Ogün Akkaya - Nur Kaplan
Ekonomistler Merkez Bankası ve kamu bankalarının ‘Türkiye Tek Yürek’ yayınında yaptığı bağışları değerlendirdi. Ekonomistlere göre bu bağışlar, anlam ifade etmiyor, algı yönetimi ve şovdan ibaret.
Maraş merkezli depremlerden etkilenen depremzedeler için bazı televizyon kanalları 'Türkiye Tek Yürek' ortak yayınıyla bağış topladı. Kampanyaya en yüksek bağışı 30 milyar lirayla Türkiye Cumhuriyet Merkez Bankası yaparken, Ziraat Bankası 20 milyar lira, Vakıfbank 12 milyar lira, Halkbank 7 milyar lira bağış sözü verdi.
Merkez Bankası ve kamu bankaları bağış yapabilirler mi? Ekonomistler yorumladı.
‘NİYE 30 MİLYAR? MERKEZ BANKASI’NIN ELİNDE 300 MİLYARLIK YAPTIRIM VAR’

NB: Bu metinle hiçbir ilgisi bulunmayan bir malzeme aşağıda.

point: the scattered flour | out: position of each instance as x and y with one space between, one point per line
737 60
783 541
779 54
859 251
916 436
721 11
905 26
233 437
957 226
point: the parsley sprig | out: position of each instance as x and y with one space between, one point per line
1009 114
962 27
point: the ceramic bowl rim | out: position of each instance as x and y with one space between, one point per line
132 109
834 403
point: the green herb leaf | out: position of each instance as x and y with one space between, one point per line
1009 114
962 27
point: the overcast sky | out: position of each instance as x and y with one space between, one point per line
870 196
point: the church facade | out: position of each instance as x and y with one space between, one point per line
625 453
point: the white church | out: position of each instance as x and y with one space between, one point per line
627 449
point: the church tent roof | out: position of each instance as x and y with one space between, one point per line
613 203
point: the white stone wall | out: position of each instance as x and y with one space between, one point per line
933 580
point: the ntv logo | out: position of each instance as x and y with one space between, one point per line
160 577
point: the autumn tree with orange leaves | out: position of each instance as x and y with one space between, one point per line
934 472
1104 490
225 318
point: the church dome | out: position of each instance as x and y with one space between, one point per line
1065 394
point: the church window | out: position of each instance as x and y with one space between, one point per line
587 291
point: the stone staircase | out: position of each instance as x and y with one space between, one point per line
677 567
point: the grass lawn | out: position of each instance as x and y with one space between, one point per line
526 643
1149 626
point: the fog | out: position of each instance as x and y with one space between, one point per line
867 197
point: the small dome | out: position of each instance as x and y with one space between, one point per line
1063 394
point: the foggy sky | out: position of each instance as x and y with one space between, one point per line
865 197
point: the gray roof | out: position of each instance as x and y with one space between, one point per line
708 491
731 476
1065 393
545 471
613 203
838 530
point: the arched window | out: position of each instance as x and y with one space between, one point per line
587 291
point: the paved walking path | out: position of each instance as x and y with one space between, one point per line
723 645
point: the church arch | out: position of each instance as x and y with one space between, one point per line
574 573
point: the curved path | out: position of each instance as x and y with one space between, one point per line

Kadir Has Üniversitesi Ekonomi Bölümü öğretim üyesi Prof. Dr. Erinç Yeldan ilkesel bir tanım olarak kamuya ait bankaların ve şirketlerin bağış teması içinde bulunmasının “varoluş nedenlerinin dışında” olduğunu söyledi. Yeldan, “Merkez Bankaları parayı yaratan birimlerdir. Bunun hangi koşullarda nasıl uygulanacağı da hem yasada hem de tarihte bellidir. Doğal olarak görevi olan bir işlevi bağış olarak yapması son derece yanlış bir tanımlama. Kaldı ki niye 30 milyar? Merkez Bankası’nın elinde 300 milyarlık bir yaptırım da var” diye konuştu.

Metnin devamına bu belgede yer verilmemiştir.